Corn futures are trading within a penny of either side of unchanged at midmorning.
· Corn futures have bounced from a fresh near-term low, though weakness in soybeans and wheat is curbing buyer interest.
· Favorable soil moisture along with mostly mild temps through Friday and a lack of widespread heat throughout the next week will keep crop conditions mostly favorable during a drier weather pattern expected during the next two weeks.
· Ethanol production averaged 1.054 million barrels per day (bpd) during the week ended July 5, down 10,000 bpd (0.9%) from the previous week but up 2.1% from last year. Ethanol stocks increased 9,000 barrels to 23.603 million barrels.
· December corn is finding support at $4.02 1/2, while initial resistance stands at $4.10.
Soybeans are mostly a nickel to 11 cents lower. Soymeal futures are around $1.00 to $5.00 lower. Soyoil is narrowly mixed.
· November soybeans are facing a third straight day of selling as technical pressure and a lack of threatening weather continues to weigh on the market.
· USDA reported daily sales of 132,000 MT of soybeans to China for 2024-25. This marked the first new-crop sale to China.
· Malaysian palm oil stocks in June rose 4% on the month to 1.83 MMT; a four-month high, despite a 12.8% drop in exports and 5.2% decline in production from May.
· November soybeans have extended to a fresh near-term low. Support is at $10.71 1/4. Initial resistance stands at $10.86 1/4.
Winter wheat futures are mostly 7 to 10 cents lower, while spring wheat is a nickel lower.
· Wheat futures have worked off their earlier lows but remain solidly lower.
· Updated Russian wheat production figures for 2024-25 indicate the crop will range from 82 MMT to 86 MMT, according to Fastmarkets.

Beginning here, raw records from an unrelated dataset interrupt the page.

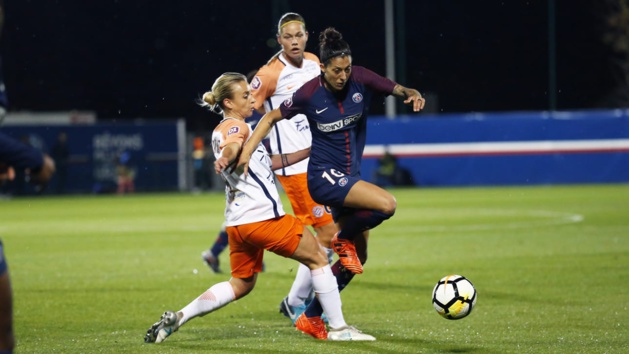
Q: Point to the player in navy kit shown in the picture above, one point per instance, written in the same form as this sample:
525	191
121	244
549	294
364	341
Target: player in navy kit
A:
336	105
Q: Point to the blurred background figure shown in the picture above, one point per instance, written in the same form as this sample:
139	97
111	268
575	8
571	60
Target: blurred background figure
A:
60	153
389	172
39	168
126	173
201	165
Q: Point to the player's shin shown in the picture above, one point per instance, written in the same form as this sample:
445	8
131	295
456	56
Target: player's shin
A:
327	291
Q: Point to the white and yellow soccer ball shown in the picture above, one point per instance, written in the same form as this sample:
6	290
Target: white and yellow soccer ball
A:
454	297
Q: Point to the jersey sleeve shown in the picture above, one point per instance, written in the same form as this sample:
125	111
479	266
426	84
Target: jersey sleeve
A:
372	80
233	131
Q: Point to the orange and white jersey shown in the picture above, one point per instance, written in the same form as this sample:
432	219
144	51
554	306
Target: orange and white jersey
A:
254	198
274	83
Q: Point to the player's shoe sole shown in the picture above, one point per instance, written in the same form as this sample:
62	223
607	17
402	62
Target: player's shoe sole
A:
349	334
163	328
292	312
347	254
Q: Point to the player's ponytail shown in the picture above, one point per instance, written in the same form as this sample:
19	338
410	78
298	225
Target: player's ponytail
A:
221	89
332	44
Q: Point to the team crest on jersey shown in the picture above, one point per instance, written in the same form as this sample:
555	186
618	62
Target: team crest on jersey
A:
318	211
255	83
233	130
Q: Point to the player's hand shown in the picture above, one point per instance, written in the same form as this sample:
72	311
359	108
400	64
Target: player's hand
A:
416	99
221	164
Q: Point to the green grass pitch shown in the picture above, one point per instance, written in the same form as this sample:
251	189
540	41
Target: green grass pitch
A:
551	266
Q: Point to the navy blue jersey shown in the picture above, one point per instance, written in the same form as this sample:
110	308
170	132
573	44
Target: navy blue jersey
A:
337	121
19	155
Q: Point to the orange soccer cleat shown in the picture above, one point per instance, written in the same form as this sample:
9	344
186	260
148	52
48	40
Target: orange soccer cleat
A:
313	326
347	254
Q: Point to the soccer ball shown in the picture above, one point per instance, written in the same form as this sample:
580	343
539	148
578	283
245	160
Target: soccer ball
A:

While this would be down from earlier forecasts of 92 MMT, the forecast has improved due to better-than-expected yields in the south of the country and improving crop prospects in other regions.

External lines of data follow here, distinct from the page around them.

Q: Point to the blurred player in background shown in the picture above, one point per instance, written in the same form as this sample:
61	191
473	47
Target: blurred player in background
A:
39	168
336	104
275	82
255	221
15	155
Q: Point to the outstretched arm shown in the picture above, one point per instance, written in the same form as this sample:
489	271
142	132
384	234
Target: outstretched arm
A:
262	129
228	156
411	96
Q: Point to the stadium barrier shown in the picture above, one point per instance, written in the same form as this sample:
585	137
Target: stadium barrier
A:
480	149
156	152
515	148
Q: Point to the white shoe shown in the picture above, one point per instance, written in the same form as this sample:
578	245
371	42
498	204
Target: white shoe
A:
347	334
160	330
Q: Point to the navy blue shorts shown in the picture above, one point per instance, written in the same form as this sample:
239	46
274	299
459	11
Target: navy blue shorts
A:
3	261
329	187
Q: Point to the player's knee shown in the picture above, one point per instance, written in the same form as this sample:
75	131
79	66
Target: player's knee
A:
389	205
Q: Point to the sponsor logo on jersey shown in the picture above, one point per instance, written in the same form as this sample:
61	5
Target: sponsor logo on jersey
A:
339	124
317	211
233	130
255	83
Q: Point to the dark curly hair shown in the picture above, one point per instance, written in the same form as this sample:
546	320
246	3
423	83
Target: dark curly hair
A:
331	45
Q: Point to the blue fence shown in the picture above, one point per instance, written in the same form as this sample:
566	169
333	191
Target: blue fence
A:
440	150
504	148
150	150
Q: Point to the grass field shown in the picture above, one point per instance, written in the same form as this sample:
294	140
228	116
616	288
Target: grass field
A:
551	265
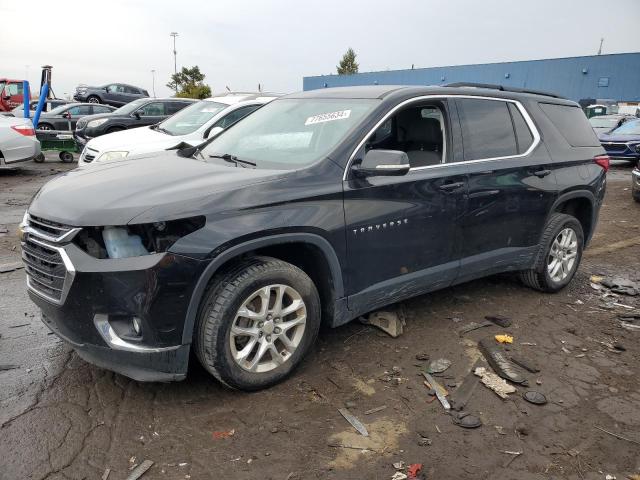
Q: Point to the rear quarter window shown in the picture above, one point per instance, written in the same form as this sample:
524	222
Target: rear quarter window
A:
572	124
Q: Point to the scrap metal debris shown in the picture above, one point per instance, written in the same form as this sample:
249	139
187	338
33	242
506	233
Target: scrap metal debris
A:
390	322
494	382
500	363
499	320
355	423
140	470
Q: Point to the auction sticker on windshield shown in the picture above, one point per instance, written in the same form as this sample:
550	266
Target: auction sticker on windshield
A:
328	117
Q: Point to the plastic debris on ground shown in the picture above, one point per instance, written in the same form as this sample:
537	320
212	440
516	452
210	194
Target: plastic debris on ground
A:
494	382
224	434
439	365
390	322
504	338
355	423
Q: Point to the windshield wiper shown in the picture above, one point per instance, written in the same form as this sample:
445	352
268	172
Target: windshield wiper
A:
233	159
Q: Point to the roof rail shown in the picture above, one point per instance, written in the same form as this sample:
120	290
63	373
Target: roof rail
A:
503	88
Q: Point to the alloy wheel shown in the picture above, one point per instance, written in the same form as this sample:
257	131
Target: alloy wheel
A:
563	254
268	328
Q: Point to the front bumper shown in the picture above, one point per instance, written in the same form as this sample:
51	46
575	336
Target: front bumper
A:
102	295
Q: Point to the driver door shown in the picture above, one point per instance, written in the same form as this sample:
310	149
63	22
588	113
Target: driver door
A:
402	231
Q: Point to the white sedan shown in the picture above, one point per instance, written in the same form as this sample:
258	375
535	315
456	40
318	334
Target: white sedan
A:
191	125
18	142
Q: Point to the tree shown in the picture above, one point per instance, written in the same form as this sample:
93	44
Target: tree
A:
348	63
189	83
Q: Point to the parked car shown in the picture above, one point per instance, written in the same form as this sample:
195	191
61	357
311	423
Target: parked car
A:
139	113
62	117
635	183
11	94
623	143
116	94
318	207
49	105
18	141
191	125
606	123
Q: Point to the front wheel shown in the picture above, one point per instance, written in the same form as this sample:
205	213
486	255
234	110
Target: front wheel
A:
256	323
560	254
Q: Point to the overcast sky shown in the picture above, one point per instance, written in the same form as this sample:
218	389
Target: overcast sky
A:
275	43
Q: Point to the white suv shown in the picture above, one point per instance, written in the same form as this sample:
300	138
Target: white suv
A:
191	125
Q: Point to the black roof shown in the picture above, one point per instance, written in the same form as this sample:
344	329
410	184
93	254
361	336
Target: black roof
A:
408	91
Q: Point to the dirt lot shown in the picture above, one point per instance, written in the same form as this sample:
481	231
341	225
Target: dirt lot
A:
64	419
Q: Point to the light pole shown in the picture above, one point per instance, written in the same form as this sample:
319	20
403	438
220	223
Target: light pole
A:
175	61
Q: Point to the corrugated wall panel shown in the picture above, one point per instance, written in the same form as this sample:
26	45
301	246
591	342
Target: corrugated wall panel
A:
560	75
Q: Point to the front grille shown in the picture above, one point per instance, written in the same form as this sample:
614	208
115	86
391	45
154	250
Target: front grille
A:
46	263
45	268
615	147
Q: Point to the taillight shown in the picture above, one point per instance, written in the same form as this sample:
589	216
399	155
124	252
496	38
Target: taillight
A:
603	161
25	130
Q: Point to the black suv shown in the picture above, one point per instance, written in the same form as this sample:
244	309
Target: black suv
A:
139	113
316	208
115	94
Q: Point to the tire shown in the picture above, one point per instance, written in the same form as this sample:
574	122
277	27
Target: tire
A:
540	277
217	347
66	157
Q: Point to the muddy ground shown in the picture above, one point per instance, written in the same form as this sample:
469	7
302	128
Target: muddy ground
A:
64	419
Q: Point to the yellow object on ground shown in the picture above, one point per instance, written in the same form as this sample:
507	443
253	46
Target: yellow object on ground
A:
504	338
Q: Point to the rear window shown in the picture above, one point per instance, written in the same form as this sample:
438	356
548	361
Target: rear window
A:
487	130
572	123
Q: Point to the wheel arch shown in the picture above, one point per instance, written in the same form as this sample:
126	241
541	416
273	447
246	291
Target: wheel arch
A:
580	204
281	246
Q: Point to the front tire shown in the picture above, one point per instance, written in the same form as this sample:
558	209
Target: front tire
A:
256	323
561	249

· India plans to sell wheat from its state reserves to bulk consumers such as flour millers and biscuit makers starting in August, according to a government order seen by Reuters.
· December SRW wheat is finding support at the June 26 low of $5.79, while initial resistance stands at the 10-day moving average of $5.98 1/2.
Live cattle are mixed with a downside bias while feeders are marking moderate to sharp losses.
· August live cattle are choppy in narrow trade following two days of heavy selling.
· Selling in cattle futures this week could impact cash cattle trade, with cash sources expecting “steady at best,” while some are calling for a downturn after four weeks of record prices.
· Wholesale beef fell on Tuesday, with Choice plummeting $4.81 to $325.66, while Select declined 41 cents to $304.31, narrowing the Choice/Select spread to $21.35. Movement totaled 130 loads for the day.
· August live cattle are trading within Tuesday’s lower range, holding between the 20- and 40-day moving averages of $183.44 and $181.10. Additional support/resistance are at the 10-day moving average of $184.90 and $179.88.
Hogs are sharply lower in most contracts at midsession.
· August hog futures are sharply lower as technical pressure combines with fading cash and wholesale fundamentals cast a shadow over prices.
· The CME lean hog index is down 33 cents to $88.43 as of July 8. Fall- and winter-month contracts sharply extended their discounts to the cash index, signaling traders expect heavy pressure on the cash hog market as slaughter supplies build seasonally during the second half of the year.
· The pork cutout value slid $2.24 on Tuesday to $93.75 amid a drop in all cuts. Movement totaled 311.5 loads.
· August lean hogs gapped lower at the open and marked a fresh contract low of $85.255. Conversely, initial resistance stands at the open and intraday high of $87.875.